“什么原因?”
“我认为,埃迪科斯先生一度结了婚,而且那个妻子还活着,没有离婚。在这种情况下,按照法律规定,如果这个做过他的妻子的女人愿意的话,那么,所有这些巨额财产就归他们共有。”
“因此,埃迪科斯先生的帐目中显示的利润相对要少一些,这样,与他个人单独的财产相比,他就可以对共同财产的数目提出疑问。”
“完毕。”梅森说。
“我的下一个证人是内森·福朗。”伯格说。
内森·福朗的证词与赫谢的相似,只是他明显地对他的前雇主有一种憎恨之情。
“发生谋杀的那天晚上,你在什么地方?”
“内华达的拉斯维加斯。”
“你在那里干什么?”
“按排耍弄银行的钱,以便使埃迪科斯先生浑水摸鱼,逃避所得税。”
“根据你的了解,他这样做的目的是为了逃避所得税吗?”
证人犹豫起来。
“你说呀?”
“不是,先生。”
“那么,你刚才说的话只是一种推测?”
“是的,当一个人像他那样把现金倒来倒去,其中肯定是有缘故的。”
“一点不错。”汉米尔顿·伯格说,“因此,如果要是你这样做的话,你的目的一定是把事情搞乱以逃避所得税,你推测说这就是埃迪科斯先生这样做的原因,对吗?”
梅森问:“你在提问你自己的证人?”
“啊,”汉米尔顿·伯格说,“可能这种评论无关紧要,总之,埃迪科斯先生不能在这里为自己辩护了。”
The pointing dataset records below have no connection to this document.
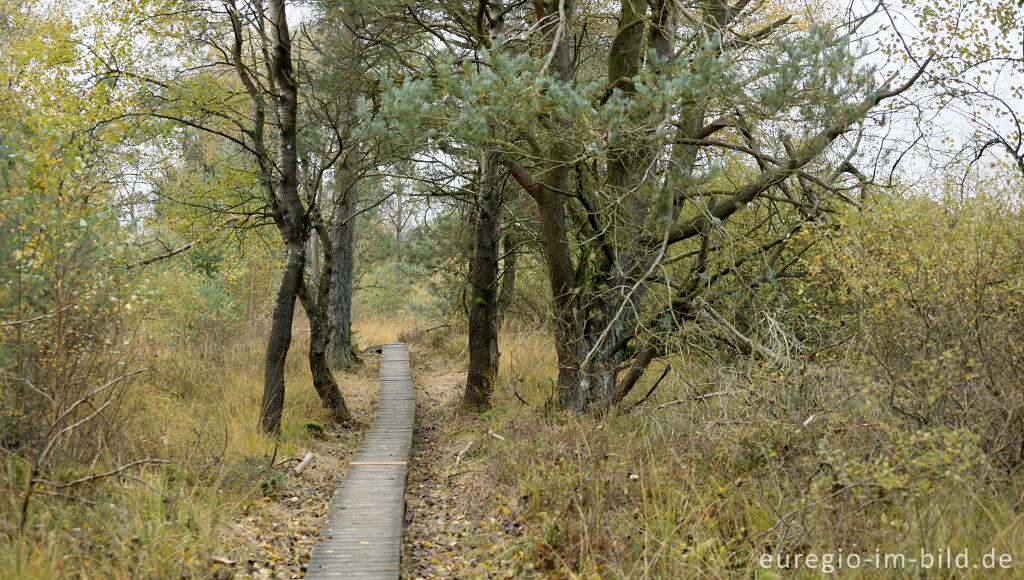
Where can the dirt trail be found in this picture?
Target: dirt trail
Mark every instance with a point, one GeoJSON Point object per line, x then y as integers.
{"type": "Point", "coordinates": [445, 506]}
{"type": "Point", "coordinates": [276, 533]}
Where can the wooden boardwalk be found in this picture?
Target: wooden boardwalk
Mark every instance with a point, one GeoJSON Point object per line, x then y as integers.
{"type": "Point", "coordinates": [361, 537]}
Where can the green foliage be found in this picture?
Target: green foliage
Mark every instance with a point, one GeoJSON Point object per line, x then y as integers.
{"type": "Point", "coordinates": [936, 286]}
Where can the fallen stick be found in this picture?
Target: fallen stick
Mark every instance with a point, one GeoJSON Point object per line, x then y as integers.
{"type": "Point", "coordinates": [458, 456]}
{"type": "Point", "coordinates": [302, 464]}
{"type": "Point", "coordinates": [697, 398]}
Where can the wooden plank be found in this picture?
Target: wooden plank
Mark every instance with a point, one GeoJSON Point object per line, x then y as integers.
{"type": "Point", "coordinates": [361, 537]}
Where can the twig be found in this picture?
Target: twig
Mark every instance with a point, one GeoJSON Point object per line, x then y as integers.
{"type": "Point", "coordinates": [790, 514]}
{"type": "Point", "coordinates": [39, 318]}
{"type": "Point", "coordinates": [217, 558]}
{"type": "Point", "coordinates": [157, 258]}
{"type": "Point", "coordinates": [697, 398]}
{"type": "Point", "coordinates": [656, 382]}
{"type": "Point", "coordinates": [102, 475]}
{"type": "Point", "coordinates": [459, 456]}
{"type": "Point", "coordinates": [303, 464]}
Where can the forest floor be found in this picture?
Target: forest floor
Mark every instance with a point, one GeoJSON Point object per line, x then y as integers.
{"type": "Point", "coordinates": [279, 531]}
{"type": "Point", "coordinates": [448, 505]}
{"type": "Point", "coordinates": [450, 531]}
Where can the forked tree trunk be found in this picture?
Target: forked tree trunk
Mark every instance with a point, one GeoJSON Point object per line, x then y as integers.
{"type": "Point", "coordinates": [281, 338]}
{"type": "Point", "coordinates": [324, 381]}
{"type": "Point", "coordinates": [292, 219]}
{"type": "Point", "coordinates": [509, 265]}
{"type": "Point", "coordinates": [339, 304]}
{"type": "Point", "coordinates": [483, 307]}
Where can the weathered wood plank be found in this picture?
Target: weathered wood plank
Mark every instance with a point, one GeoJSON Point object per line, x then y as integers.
{"type": "Point", "coordinates": [361, 537]}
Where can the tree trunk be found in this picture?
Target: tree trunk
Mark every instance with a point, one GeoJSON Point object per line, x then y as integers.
{"type": "Point", "coordinates": [324, 381]}
{"type": "Point", "coordinates": [293, 222]}
{"type": "Point", "coordinates": [509, 263]}
{"type": "Point", "coordinates": [339, 307]}
{"type": "Point", "coordinates": [483, 308]}
{"type": "Point", "coordinates": [281, 338]}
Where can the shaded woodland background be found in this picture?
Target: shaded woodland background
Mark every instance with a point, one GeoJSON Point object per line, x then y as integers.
{"type": "Point", "coordinates": [730, 279]}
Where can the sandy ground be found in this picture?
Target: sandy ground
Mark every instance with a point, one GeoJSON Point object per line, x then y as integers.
{"type": "Point", "coordinates": [279, 531]}
{"type": "Point", "coordinates": [448, 509]}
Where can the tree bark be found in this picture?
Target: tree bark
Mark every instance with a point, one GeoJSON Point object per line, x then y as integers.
{"type": "Point", "coordinates": [293, 221]}
{"type": "Point", "coordinates": [324, 381]}
{"type": "Point", "coordinates": [281, 338]}
{"type": "Point", "coordinates": [509, 266]}
{"type": "Point", "coordinates": [483, 355]}
{"type": "Point", "coordinates": [339, 308]}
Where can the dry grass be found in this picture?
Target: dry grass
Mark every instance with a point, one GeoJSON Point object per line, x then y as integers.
{"type": "Point", "coordinates": [197, 408]}
{"type": "Point", "coordinates": [705, 487]}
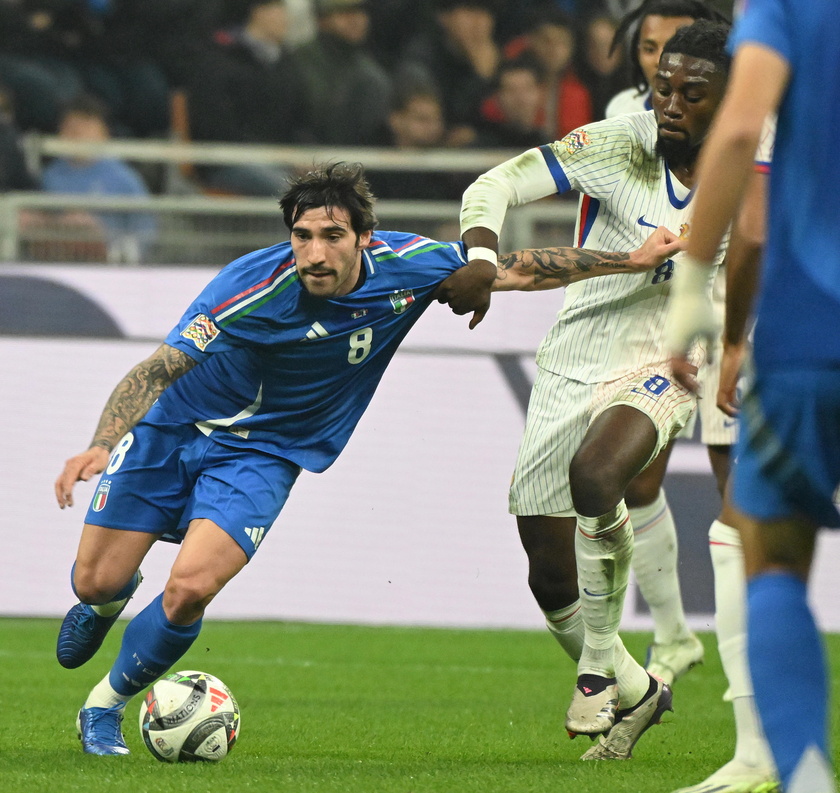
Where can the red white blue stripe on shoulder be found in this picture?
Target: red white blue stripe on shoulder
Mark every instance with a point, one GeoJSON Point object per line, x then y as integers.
{"type": "Point", "coordinates": [283, 276]}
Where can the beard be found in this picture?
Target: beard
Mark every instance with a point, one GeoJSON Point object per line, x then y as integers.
{"type": "Point", "coordinates": [677, 152]}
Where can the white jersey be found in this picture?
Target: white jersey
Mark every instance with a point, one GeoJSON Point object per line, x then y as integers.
{"type": "Point", "coordinates": [613, 324]}
{"type": "Point", "coordinates": [628, 101]}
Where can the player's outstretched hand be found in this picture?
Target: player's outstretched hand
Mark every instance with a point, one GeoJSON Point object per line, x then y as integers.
{"type": "Point", "coordinates": [82, 467]}
{"type": "Point", "coordinates": [468, 289]}
{"type": "Point", "coordinates": [685, 373]}
{"type": "Point", "coordinates": [730, 371]}
{"type": "Point", "coordinates": [657, 249]}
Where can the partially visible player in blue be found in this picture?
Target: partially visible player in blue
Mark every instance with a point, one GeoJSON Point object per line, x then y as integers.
{"type": "Point", "coordinates": [266, 374]}
{"type": "Point", "coordinates": [787, 59]}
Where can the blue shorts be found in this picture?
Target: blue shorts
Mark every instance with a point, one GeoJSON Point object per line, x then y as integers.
{"type": "Point", "coordinates": [788, 450]}
{"type": "Point", "coordinates": [160, 477]}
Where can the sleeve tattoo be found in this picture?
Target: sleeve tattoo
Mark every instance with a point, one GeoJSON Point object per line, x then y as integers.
{"type": "Point", "coordinates": [561, 266]}
{"type": "Point", "coordinates": [137, 392]}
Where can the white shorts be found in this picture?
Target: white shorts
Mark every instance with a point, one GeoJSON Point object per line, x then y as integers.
{"type": "Point", "coordinates": [559, 414]}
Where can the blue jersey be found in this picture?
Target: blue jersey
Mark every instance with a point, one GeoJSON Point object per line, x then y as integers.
{"type": "Point", "coordinates": [799, 302]}
{"type": "Point", "coordinates": [289, 374]}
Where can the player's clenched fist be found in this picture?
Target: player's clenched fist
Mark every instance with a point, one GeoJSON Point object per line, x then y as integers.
{"type": "Point", "coordinates": [82, 467]}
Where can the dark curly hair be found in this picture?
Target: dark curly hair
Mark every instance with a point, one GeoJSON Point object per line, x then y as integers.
{"type": "Point", "coordinates": [703, 39]}
{"type": "Point", "coordinates": [337, 185]}
{"type": "Point", "coordinates": [696, 9]}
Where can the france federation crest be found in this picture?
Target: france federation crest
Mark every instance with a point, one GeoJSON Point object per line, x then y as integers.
{"type": "Point", "coordinates": [101, 496]}
{"type": "Point", "coordinates": [401, 300]}
{"type": "Point", "coordinates": [201, 331]}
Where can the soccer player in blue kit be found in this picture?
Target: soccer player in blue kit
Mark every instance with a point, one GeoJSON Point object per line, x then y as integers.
{"type": "Point", "coordinates": [786, 60]}
{"type": "Point", "coordinates": [267, 373]}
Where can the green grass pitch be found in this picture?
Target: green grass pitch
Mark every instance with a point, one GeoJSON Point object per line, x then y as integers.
{"type": "Point", "coordinates": [345, 709]}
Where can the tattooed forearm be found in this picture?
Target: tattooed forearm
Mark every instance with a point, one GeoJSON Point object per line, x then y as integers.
{"type": "Point", "coordinates": [560, 266]}
{"type": "Point", "coordinates": [137, 392]}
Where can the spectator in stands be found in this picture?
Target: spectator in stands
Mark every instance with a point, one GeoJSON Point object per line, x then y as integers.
{"type": "Point", "coordinates": [550, 38]}
{"type": "Point", "coordinates": [14, 172]}
{"type": "Point", "coordinates": [125, 235]}
{"type": "Point", "coordinates": [347, 91]}
{"type": "Point", "coordinates": [461, 57]}
{"type": "Point", "coordinates": [121, 63]}
{"type": "Point", "coordinates": [248, 89]}
{"type": "Point", "coordinates": [415, 123]}
{"type": "Point", "coordinates": [512, 116]}
{"type": "Point", "coordinates": [38, 40]}
{"type": "Point", "coordinates": [652, 23]}
{"type": "Point", "coordinates": [598, 64]}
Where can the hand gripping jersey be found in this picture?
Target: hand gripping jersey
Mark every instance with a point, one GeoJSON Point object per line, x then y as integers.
{"type": "Point", "coordinates": [799, 298]}
{"type": "Point", "coordinates": [289, 374]}
{"type": "Point", "coordinates": [612, 324]}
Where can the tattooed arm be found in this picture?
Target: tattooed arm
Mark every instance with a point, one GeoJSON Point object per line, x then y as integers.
{"type": "Point", "coordinates": [128, 403]}
{"type": "Point", "coordinates": [549, 268]}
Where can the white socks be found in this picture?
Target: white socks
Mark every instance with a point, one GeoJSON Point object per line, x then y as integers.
{"type": "Point", "coordinates": [566, 625]}
{"type": "Point", "coordinates": [603, 548]}
{"type": "Point", "coordinates": [655, 568]}
{"type": "Point", "coordinates": [730, 624]}
{"type": "Point", "coordinates": [103, 695]}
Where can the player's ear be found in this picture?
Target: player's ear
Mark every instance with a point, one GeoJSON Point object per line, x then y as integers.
{"type": "Point", "coordinates": [363, 240]}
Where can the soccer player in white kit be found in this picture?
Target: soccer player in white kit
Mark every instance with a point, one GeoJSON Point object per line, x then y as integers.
{"type": "Point", "coordinates": [604, 404]}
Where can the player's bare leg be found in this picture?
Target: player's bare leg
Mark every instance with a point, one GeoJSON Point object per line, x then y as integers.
{"type": "Point", "coordinates": [751, 768]}
{"type": "Point", "coordinates": [675, 648]}
{"type": "Point", "coordinates": [617, 445]}
{"type": "Point", "coordinates": [161, 633]}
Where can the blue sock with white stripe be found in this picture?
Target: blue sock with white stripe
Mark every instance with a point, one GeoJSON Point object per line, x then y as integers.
{"type": "Point", "coordinates": [788, 670]}
{"type": "Point", "coordinates": [151, 645]}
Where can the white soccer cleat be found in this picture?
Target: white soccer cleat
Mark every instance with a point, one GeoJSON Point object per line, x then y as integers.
{"type": "Point", "coordinates": [737, 777]}
{"type": "Point", "coordinates": [618, 743]}
{"type": "Point", "coordinates": [593, 706]}
{"type": "Point", "coordinates": [669, 662]}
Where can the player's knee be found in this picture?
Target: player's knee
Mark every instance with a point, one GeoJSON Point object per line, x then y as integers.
{"type": "Point", "coordinates": [594, 483]}
{"type": "Point", "coordinates": [553, 586]}
{"type": "Point", "coordinates": [186, 597]}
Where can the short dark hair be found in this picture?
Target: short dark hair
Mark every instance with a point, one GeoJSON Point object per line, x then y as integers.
{"type": "Point", "coordinates": [696, 9]}
{"type": "Point", "coordinates": [702, 39]}
{"type": "Point", "coordinates": [338, 185]}
{"type": "Point", "coordinates": [524, 62]}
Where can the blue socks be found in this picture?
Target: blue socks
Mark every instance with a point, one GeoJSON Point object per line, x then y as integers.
{"type": "Point", "coordinates": [788, 669]}
{"type": "Point", "coordinates": [151, 645]}
{"type": "Point", "coordinates": [126, 592]}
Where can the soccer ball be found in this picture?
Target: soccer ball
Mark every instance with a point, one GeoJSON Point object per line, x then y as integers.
{"type": "Point", "coordinates": [189, 716]}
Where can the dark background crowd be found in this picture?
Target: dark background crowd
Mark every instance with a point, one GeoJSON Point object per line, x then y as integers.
{"type": "Point", "coordinates": [410, 74]}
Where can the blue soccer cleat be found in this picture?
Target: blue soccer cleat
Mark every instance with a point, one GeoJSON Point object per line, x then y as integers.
{"type": "Point", "coordinates": [100, 730]}
{"type": "Point", "coordinates": [83, 631]}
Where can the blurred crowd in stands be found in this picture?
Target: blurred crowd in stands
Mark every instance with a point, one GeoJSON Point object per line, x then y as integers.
{"type": "Point", "coordinates": [405, 74]}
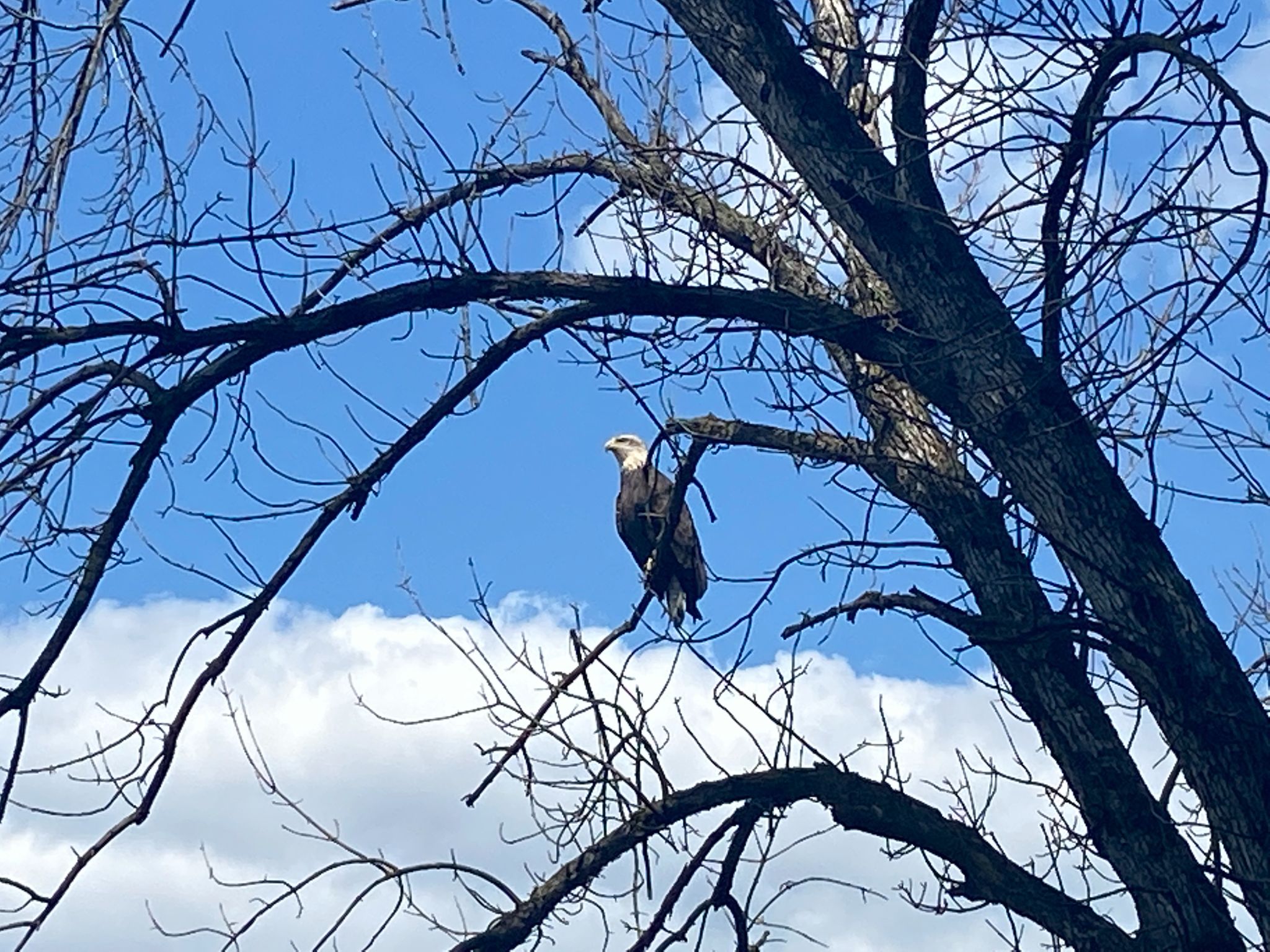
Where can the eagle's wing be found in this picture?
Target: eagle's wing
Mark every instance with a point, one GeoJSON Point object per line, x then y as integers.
{"type": "Point", "coordinates": [687, 551]}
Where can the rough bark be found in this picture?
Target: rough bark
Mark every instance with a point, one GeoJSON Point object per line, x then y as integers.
{"type": "Point", "coordinates": [963, 351]}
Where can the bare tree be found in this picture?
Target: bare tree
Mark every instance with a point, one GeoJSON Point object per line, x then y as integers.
{"type": "Point", "coordinates": [957, 255]}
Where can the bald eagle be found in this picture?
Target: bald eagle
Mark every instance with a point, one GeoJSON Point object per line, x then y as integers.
{"type": "Point", "coordinates": [643, 500]}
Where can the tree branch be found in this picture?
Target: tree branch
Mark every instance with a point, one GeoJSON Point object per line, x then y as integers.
{"type": "Point", "coordinates": [855, 804]}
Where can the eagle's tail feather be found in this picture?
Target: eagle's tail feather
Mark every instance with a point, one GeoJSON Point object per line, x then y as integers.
{"type": "Point", "coordinates": [675, 603]}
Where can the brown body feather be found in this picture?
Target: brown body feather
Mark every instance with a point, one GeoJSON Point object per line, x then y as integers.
{"type": "Point", "coordinates": [643, 503]}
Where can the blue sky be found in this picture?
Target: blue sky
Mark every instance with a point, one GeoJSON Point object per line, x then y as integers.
{"type": "Point", "coordinates": [518, 493]}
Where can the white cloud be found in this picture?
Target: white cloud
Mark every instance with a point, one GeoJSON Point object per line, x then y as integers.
{"type": "Point", "coordinates": [398, 788]}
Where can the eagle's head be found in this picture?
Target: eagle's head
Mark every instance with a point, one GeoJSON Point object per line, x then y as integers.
{"type": "Point", "coordinates": [629, 450]}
“那么,”内森·福朗对汉米尔顿·伯格说,“可能你会给我一个更好的解释。”
这引起了法庭里人的哄堂大笑,连马迪法官也微笑了一下。
“埃迪科斯先生不信任你?”
“埃迪科斯先生不喜欢我,我也不喜欢埃迪科斯先生,我知道,即使埃迪科斯先生不死,我的差事也干不了多久了。”
“你是发生谋杀的那个星期三离开的?”
“是的,先生。”
“大约几点?”
“我要赶下午2点钟飞往内华达州的拉斯维加斯的航班。”
“到内华达的拉斯维加斯干什么是有指示的吗?”
“是的,先生。我要带回150,000美元的现金。”
“你带回了吗?”
“没有,先生,我没带回。”
“为什么?”
“因为除非我得到特别的授权,我不想带那么多的现金。当我听说埃迪科斯先生死了的消息后,我就把现金存到了银行,用本杰明·埃迪科斯的名字办了个存折。我把这一切电话通知了埃迪科斯先生的律师。”
“赫谢先生是在你之前离开的斯通亨格?”
“不是,先生。我们一起离开的。赫谢先生先开车送我去飞机场,然后他再开车去圣巴巴拉。”
“你离开时,谁在斯通亨格?”
“本杰明·埃迪科斯。”
“还有别人吗?”
“没有别人了。”
“这是不是有点很不正常?”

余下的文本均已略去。